# More Layoffs at DAMAC



## mayotom (Nov 8, 2008)

Has anybody heard from people in Damac today,, I talked to a friend who got let go this afternoon, they have closed his office and others,,

It looks like over 150 people will be let go today..


Also rumours of 500 at Nakeel by the end of the week??


Is there any hope at all in this city anymore?


----------



## dizzyizzy (Mar 30, 2008)

oh god that's horrible


----------



## sgilli3 (Mar 23, 2008)

I think you will find the Nakheel layoffs arent rumours.

I believe it is all part of a restructure.

I


----------



## mayotom (Nov 8, 2008)

sgilli3 said:


> I think you will find the Nakheel layoffs arent rumours.
> 
> I believe it is all part of a restructure.
> 
> I


Not Good, is it happening at the moment?


----------



## nm62 (Dec 11, 2008)

Do u mean another set of 500 or the once announced in november already???

Nakheel cuts 500 jobs - Real Estate - ArabianBusiness.com


----------



## Maz25 (Jul 6, 2008)

This is just the calm before the storm!!! The UAE construction industry is in such a mess at the moment that more layoffs will almost certainly follow.  It's ridiculous that the Government is still trying to hide this problem from everyone - maybe some corrective action to stabilise the economy and then start building it back up might help!! The UAE has no experience of dealing with even a minor slowdown - banks have literally stopped lending money in Dubai. If they look next door in AD, a new mortgage company has just opened and this will help to bring confidence in the market. Economic recession does not mean stop lending completely - it just means be more careful who you lend your money to. Things are still expensive in the shop, even more so now that the pound has started dipping below 5 AED - maybe shops should take this as a cue to start lowering their prices and bring customers back in - there is only so long you can browse before you start staying at home completely!!


----------



## cadas (Sep 18, 2008)

I work in construction and yesterday had a real heart in mouth moment; the regional partner came to visit and after the usual pleasantries he asked me to step into the Boardroom for a chat.

I'd thought I was relatively safe right up to that point, but I suddenly thought 'oh c**p' here we go.

Walked out with a pay rise...........

really odd feeling.


----------



## Whoppit (Dec 15, 2008)

mayotom said:


> Has anybody heard from people in Damac today,, I talked to a friend who got let go this afternoon, they have closed his office and others,,
> 
> It looks like over 150 people will be let go today..
> 
> ...



Thats not alll i have been doing my research and in the build up christmas to there where loads.
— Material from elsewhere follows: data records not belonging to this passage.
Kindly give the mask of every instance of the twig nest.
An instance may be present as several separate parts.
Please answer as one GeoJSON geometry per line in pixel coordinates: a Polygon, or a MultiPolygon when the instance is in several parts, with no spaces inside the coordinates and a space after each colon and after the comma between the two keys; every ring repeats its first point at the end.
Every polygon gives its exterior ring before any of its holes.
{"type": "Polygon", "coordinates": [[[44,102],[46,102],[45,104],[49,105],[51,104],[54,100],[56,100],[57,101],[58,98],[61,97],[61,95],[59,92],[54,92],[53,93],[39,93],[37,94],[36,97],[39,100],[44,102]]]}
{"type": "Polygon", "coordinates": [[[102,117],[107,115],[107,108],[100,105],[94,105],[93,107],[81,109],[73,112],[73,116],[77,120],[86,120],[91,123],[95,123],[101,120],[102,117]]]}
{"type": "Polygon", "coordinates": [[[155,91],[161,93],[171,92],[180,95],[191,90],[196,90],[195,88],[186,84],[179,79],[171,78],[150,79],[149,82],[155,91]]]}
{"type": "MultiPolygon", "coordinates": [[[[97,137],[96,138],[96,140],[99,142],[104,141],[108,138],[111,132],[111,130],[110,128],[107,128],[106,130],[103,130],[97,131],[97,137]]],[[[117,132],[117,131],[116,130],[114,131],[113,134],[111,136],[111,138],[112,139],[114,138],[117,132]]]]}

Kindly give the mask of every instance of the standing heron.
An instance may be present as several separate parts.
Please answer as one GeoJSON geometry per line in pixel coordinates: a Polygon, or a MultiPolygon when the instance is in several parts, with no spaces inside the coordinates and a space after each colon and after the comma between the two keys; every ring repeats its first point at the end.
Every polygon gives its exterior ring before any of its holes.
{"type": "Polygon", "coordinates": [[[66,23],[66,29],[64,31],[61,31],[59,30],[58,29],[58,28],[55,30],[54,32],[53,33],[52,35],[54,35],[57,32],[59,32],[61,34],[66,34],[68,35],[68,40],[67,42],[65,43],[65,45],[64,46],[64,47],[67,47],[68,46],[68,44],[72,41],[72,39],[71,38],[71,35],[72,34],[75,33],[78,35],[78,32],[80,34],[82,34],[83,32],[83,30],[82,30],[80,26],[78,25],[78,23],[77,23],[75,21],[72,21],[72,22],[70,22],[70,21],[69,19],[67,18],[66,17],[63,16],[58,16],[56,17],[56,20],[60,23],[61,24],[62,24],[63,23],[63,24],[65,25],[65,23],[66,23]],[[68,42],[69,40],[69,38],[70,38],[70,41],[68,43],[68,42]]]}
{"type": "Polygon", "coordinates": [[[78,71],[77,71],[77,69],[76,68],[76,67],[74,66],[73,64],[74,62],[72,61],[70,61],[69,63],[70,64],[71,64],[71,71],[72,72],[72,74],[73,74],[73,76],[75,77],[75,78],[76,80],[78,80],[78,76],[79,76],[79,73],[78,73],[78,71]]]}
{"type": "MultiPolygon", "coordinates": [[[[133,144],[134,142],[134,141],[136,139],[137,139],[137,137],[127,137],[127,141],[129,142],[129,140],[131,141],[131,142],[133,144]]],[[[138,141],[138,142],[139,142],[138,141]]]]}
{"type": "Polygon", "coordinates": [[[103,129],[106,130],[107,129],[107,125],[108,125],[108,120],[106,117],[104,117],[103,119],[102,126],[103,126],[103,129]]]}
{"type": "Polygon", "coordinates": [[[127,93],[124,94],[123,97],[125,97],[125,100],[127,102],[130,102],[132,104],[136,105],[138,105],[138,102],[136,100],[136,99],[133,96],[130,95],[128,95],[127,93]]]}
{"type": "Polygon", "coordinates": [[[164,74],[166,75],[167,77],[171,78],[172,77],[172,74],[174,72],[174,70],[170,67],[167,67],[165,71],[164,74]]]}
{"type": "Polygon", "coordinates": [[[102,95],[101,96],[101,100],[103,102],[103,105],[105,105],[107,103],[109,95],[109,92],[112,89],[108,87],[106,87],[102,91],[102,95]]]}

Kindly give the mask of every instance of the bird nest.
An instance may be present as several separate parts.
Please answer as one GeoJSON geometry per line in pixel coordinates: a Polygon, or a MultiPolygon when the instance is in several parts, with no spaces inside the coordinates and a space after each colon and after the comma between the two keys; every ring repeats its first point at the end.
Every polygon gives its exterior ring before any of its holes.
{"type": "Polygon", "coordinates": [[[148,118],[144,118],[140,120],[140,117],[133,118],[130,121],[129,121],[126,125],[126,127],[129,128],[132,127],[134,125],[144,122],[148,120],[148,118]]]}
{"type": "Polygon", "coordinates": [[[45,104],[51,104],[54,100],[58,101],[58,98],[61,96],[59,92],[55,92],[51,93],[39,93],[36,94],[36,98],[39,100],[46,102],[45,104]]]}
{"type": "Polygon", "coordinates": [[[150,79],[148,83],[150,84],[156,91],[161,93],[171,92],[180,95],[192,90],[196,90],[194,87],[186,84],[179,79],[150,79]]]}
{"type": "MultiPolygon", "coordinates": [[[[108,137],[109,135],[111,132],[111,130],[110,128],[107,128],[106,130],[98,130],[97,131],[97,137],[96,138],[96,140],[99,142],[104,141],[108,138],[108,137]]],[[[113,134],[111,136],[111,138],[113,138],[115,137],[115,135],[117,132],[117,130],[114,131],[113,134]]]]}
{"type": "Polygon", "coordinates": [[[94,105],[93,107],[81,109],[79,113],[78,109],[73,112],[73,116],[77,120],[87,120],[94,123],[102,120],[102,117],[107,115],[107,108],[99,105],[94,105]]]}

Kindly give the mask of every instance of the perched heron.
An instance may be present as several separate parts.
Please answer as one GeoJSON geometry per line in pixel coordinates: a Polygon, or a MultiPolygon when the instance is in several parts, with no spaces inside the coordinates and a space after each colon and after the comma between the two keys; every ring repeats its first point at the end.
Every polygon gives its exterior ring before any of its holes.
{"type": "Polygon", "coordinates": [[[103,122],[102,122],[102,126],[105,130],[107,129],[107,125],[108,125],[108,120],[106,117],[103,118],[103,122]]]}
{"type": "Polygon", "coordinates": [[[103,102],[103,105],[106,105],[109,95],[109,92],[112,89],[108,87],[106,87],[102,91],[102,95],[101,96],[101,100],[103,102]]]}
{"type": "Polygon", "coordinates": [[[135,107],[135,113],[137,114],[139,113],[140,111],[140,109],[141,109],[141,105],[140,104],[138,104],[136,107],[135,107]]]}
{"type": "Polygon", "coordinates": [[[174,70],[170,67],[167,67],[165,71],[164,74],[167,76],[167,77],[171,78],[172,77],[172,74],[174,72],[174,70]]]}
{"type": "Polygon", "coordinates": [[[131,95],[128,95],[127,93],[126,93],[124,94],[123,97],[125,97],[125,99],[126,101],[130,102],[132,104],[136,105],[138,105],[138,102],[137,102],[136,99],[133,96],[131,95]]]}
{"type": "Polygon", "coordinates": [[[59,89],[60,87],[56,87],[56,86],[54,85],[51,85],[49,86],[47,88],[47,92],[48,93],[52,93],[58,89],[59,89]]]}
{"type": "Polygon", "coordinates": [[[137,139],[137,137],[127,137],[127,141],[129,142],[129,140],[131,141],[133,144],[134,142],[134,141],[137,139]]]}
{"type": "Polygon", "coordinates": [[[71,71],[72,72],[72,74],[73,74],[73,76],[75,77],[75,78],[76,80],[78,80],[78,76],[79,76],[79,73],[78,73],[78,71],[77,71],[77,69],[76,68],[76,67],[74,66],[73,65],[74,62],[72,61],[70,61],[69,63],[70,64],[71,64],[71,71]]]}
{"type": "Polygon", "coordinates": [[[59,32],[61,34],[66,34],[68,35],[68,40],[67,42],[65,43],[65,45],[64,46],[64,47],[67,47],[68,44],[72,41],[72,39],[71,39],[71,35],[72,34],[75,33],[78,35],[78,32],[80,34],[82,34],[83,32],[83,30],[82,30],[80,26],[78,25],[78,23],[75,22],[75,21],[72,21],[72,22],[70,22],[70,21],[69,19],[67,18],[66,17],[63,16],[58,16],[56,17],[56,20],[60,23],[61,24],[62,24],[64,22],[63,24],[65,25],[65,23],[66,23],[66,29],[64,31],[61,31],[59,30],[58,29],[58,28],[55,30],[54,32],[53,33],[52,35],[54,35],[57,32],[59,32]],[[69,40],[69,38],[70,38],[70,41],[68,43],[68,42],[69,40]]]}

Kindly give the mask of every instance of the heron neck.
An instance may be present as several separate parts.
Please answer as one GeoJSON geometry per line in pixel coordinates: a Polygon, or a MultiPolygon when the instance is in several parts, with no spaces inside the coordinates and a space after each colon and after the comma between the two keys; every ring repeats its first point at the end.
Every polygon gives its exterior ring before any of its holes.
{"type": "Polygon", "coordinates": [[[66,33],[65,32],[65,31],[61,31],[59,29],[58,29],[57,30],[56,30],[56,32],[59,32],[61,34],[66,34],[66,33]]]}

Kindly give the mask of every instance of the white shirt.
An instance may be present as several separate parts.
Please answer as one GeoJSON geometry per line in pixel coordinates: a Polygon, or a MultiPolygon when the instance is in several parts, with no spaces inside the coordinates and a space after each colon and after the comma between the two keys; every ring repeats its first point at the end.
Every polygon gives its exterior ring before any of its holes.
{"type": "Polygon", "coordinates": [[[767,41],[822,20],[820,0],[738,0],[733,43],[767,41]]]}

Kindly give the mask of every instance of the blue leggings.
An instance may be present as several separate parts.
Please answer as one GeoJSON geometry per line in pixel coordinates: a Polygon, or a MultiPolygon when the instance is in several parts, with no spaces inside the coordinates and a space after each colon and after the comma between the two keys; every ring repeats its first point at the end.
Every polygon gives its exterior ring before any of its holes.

I have been hearing lot's about people just having to get out the country because no work no visa. Cars being dumped at airports. 3 month waits for furniture cargo. bleek very bleek..


----------



## nm62 (Dec 11, 2008)

Khaleej Times Online - Damac Cuts 45-50 Jobs in a Day


----------



## Whoppit (Dec 15, 2008)

mayotom said:


> Has anybody heard from people in Damac today,, I talked to a friend who got let go this afternoon, they have closed his office and others,,
> 
> It looks like over 150 people will be let go today..
> 
> ...


Hey all!!!!

I work for ARCADIS-APS. Although we are holding fire on recruitment at the moment. If you or anyone you know are Quantity surveyors or PM's looking out for a role. I am putting together a database of candidates for when we start recruiting..

Just send me an email on here with a way we can get in contact and we can take it from there.


----------



## greatexpectations (Aug 5, 2008)

gulp - nothing but bad news...
`


----------



## Whoppit (Dec 15, 2008)

greatexpectations said:


> gulp - nothing but bad news...
> `


Ok it's not looking all roses. But hey there is still work if you look in the right places. i.e drop me a line if you are or know of any QS or PM's who are looking. I can't promise a job but i can add you my database. Should a job come up!


----------



## Xpat (Nov 12, 2008)

Whoppit said:


> Ok it's not looking all roses. But hey there is still work if you look in the right places. i.e drop me a line if you are or know of any QS or PM's who are looking. I can't promise a job but i can add you my database. Should a job come up!


Do u only hire QS? Any other jobs?


----------



## Whoppit (Dec 15, 2008)

Xpat said:


> Do u only hire QS? Any other jobs?


At the moment only QS's and PM's, all levels. We are a construction consultancy.


----------



## Ogri750 (Feb 14, 2008)

Is it only civils or do you include MEP in your recruitment?


----------